Nevertheless, it likely witnesses to widespread early Christian understandings of baptism. The charities stopped, they both go down into the water and Philip baptises him. While they're both going down into the water suggests that this was something more than a sprinkling, it should not be taken as certain evidence of immersion.
It could, for instance, involve pouring the water upon the Ethiopian eunuch while he was standing in the water to his waist. Such a form of baptism would capture different aspects of the symbolism of baptism. Baptism symbolically draws upon waters from above and waters from below, the waters from below are the waters associated with death, the waters from which we are delivered, that we pass through, and the waters from above are the waters of God's heavenly blessing, most particularly the water of the spirit poured out.

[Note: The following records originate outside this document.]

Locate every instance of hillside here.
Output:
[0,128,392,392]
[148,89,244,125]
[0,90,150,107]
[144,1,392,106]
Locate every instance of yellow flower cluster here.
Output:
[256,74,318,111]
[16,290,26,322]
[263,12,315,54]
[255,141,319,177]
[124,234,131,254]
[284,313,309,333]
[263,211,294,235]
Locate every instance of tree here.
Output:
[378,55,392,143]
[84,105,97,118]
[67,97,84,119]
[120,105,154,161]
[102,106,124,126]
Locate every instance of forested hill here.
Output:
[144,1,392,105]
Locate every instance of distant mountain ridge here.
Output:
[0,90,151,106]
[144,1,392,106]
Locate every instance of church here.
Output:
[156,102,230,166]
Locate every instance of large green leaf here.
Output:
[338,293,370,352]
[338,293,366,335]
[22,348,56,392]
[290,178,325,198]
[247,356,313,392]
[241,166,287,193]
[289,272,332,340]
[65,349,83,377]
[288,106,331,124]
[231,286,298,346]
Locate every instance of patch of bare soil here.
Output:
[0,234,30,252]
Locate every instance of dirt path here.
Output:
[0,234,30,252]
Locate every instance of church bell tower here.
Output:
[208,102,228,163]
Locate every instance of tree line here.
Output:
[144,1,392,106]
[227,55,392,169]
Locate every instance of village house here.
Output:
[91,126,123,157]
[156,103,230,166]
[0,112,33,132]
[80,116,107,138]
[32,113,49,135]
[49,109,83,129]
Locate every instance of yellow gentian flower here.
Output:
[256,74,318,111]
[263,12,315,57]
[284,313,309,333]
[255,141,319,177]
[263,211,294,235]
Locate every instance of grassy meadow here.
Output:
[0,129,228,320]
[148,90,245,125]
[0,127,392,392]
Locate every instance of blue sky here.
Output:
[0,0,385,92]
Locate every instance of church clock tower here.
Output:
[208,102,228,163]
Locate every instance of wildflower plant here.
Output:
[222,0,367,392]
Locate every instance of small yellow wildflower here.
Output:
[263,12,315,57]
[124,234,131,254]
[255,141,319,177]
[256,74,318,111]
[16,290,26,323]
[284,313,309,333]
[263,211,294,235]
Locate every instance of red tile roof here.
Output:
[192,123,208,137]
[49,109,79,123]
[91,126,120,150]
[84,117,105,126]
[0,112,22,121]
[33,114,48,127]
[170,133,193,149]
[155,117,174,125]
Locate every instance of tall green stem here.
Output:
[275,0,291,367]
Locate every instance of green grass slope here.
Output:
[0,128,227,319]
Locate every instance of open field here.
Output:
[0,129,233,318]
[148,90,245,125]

Were there these two different dimensions of baptism, it might also help us better to explain how the church's later practice of baptism could involve either full submersion, or the pouring out of water, or the sprinkling of it from above. Both of these forms then would be running with one particular aspect of the symbolism of the water, either the water from above or the water from below, whereas both forms could be included in a single rite. The story of the Ethiopian eunuch might also remind us of other stories, a high court official who comes in a chariot who is then washed in water, it's the story of Elisha and Naaman the Syrian.
There might also be some sort of reversal of the story of the Exodus, here a Jewish man on foot is pursuing a descendant of Ham in a chariot, this is the reversal of the story of the Exodus, where the Egyptians, descendants of Ham, pursued the Israelites who were travelling on foot in their chariots, and whereas Pharaoh and his men were submerged in the water of the Red Sea, here the Ethiopian eunuch goes down into the water, is washed, comes up, and is cleansed. In a reversal of the story of the Egyptians, this man is delivered through the waters. As they come up from the water, the spirit of the Lord carries Philip away, it seems to be an instantaneous thing, he is instantaneously moved away from that place and snatched up and placed somewhere else.

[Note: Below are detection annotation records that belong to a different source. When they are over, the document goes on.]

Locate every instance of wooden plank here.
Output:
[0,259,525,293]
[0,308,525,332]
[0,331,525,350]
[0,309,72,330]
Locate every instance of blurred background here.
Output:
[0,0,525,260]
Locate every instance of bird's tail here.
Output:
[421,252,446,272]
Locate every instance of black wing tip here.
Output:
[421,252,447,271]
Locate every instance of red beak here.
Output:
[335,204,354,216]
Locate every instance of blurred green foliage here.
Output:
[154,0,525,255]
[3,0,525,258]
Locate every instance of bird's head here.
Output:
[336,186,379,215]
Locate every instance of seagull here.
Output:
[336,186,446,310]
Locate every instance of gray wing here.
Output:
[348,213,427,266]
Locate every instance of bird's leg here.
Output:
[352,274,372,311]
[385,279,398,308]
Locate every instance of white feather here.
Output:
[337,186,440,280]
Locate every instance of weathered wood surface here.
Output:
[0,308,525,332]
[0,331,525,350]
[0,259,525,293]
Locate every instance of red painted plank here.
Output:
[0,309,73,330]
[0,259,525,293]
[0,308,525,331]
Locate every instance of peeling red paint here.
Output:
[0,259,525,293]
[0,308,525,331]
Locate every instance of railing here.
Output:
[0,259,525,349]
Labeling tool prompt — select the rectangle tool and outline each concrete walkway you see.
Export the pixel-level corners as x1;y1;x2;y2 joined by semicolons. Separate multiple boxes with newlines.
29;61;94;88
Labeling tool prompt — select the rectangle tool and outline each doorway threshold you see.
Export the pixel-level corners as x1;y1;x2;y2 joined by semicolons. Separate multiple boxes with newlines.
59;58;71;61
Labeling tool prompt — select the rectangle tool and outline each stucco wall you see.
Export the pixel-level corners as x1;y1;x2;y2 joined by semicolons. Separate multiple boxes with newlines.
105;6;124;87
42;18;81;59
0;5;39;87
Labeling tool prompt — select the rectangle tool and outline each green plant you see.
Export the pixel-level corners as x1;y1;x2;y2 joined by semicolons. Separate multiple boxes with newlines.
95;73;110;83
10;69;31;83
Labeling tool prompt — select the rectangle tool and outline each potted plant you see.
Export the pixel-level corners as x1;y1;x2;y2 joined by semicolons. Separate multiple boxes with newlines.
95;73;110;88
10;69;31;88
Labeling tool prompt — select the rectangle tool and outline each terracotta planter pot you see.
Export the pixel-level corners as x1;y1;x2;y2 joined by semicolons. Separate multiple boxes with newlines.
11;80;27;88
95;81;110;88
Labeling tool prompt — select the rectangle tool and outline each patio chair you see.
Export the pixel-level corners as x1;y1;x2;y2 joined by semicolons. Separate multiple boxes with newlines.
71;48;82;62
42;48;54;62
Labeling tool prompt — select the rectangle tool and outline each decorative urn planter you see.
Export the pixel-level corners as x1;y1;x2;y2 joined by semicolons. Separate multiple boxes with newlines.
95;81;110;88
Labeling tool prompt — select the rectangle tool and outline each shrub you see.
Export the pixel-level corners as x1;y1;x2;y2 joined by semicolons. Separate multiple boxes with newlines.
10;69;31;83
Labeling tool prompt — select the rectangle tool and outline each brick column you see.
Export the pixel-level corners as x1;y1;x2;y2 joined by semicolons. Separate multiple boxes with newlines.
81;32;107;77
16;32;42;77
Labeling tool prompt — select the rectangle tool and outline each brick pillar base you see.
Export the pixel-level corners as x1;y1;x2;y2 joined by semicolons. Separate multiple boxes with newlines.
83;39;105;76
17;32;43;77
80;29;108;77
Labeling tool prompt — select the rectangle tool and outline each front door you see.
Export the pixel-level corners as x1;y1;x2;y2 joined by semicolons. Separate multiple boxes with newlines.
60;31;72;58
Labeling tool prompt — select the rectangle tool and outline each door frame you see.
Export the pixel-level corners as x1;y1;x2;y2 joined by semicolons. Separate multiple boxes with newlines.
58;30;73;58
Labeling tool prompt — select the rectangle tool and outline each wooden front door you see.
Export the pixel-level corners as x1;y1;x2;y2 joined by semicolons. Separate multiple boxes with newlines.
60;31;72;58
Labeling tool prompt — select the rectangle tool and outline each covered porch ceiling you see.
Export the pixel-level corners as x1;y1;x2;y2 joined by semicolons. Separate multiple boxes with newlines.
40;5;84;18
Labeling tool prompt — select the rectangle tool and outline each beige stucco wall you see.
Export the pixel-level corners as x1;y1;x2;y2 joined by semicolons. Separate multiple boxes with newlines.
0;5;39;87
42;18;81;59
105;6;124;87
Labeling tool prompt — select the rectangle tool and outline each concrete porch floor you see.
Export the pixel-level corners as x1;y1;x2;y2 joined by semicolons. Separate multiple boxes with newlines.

We read of similar events in the context of Elijah and also in the book of Ezekiel. Philip's disappearing from the sight of the eunuch immediately after the baptism is completed might remind us of something, it should remind us of the story of Emmaus once again, Luke chapter 24 verses 30-31. When he was at table with them, he took the bread and blessed it and broke it and gave it to them, and their eyes were opened, and they recognized him, and he vanished from their sight.

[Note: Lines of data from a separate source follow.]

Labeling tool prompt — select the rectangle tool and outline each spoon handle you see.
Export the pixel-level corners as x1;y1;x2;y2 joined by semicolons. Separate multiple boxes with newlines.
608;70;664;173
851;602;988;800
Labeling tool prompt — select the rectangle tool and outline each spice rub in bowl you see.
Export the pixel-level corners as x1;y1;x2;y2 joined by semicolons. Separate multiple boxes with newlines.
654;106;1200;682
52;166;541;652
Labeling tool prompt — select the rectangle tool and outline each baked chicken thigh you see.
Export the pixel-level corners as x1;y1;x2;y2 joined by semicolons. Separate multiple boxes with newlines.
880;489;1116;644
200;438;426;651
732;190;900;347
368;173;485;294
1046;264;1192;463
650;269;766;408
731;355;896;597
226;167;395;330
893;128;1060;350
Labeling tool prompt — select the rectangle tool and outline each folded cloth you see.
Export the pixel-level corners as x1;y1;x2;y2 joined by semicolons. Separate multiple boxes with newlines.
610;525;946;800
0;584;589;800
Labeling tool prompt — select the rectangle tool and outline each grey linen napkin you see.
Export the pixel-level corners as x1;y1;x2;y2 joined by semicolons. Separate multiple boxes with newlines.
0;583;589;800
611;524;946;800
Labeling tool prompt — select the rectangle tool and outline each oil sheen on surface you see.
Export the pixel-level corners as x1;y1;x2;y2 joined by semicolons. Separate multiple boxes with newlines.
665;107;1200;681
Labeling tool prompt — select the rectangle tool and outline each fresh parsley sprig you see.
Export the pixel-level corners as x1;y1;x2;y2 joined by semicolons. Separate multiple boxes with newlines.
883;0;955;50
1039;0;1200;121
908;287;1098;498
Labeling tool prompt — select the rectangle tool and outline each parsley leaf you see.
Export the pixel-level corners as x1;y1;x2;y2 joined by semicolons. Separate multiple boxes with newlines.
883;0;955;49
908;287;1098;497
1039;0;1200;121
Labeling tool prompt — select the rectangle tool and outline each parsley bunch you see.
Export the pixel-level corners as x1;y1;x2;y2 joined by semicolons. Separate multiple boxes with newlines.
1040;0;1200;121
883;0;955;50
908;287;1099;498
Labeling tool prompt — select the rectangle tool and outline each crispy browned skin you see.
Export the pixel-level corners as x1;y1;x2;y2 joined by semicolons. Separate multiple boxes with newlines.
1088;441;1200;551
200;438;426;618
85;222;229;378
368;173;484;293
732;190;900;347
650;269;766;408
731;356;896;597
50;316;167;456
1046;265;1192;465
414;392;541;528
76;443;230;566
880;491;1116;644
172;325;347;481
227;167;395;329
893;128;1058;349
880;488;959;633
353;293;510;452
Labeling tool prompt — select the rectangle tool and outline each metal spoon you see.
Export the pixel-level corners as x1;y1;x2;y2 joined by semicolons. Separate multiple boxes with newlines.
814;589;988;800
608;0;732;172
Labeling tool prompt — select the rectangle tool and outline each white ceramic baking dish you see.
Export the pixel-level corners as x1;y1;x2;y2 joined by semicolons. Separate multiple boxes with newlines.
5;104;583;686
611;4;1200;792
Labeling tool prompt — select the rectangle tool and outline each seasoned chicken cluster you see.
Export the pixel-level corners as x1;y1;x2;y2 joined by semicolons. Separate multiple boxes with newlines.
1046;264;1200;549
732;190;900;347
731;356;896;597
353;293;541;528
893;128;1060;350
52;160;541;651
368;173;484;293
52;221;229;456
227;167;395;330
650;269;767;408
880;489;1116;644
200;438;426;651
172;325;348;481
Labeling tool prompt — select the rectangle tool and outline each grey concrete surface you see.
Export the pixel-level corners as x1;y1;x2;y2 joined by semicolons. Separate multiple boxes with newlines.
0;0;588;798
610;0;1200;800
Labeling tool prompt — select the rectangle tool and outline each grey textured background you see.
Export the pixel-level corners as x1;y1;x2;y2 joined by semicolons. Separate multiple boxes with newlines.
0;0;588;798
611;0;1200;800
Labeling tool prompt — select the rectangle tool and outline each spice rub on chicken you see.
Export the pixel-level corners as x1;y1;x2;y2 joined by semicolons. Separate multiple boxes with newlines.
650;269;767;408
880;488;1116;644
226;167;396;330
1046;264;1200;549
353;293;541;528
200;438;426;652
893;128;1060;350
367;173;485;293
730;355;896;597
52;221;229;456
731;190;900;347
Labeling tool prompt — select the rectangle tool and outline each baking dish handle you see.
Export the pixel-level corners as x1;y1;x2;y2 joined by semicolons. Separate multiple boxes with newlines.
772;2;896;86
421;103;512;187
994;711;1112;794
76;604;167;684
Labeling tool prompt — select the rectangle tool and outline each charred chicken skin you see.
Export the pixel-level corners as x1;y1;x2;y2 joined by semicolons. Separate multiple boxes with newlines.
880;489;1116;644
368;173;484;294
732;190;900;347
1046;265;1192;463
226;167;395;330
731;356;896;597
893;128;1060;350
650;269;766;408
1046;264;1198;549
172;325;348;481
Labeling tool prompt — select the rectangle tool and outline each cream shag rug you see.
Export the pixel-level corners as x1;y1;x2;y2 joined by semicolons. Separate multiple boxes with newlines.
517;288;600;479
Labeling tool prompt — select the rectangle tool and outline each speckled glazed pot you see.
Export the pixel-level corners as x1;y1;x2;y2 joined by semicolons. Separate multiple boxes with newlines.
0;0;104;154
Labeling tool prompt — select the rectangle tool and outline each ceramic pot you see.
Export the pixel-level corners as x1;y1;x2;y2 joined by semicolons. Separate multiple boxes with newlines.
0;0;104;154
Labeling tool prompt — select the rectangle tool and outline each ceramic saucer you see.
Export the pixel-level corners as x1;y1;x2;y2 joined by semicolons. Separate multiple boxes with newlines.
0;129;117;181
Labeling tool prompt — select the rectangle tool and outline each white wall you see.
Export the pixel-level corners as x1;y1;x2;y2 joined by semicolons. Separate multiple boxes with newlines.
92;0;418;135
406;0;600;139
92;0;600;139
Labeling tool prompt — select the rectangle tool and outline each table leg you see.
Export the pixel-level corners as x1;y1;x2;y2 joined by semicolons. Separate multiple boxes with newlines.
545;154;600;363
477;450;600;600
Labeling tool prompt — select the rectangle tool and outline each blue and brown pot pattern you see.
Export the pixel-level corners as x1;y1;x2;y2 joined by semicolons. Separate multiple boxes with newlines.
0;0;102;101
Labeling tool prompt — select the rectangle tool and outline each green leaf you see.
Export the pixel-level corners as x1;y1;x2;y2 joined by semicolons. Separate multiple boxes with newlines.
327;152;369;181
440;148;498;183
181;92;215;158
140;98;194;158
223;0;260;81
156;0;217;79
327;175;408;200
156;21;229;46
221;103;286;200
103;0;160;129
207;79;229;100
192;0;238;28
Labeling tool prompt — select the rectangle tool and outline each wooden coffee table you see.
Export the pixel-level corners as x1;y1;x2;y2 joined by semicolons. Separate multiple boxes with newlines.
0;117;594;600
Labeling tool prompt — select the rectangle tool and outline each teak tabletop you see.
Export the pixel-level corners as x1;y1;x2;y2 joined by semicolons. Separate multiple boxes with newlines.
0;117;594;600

In the story of Emmaus, in the story of the Ethiopian eunuch, and later in the story of Paul, we have three examples of an encounter with Christ, in speech or in the words of scripture. In all of these occasions, it is followed by an administration of the sacrament, Christ breaks the bread and is revealed in that act of breaking bread, here it is in the act of baptism, and then later on in the story of Saul, it is baptism once more. The story ends with Philip and the Ethiopian eunuch both going their own ways, the eunuch continues on his way back home rejoicing, according to Christian tradition, he became the father of the Ethiopian church, a very powerful fulfillment of the prophecy of Isaiah, his name is not cut off, he has many sons and daughters, even though a eunuch.
Philip, for his part, finds himself at Zotus, the former site of Ashtard, and then he preaches all the way up to Caesarea. A question to consider, what lessons might we learn from Luke's three journey narratives about the proper form and purpose of Christian worship?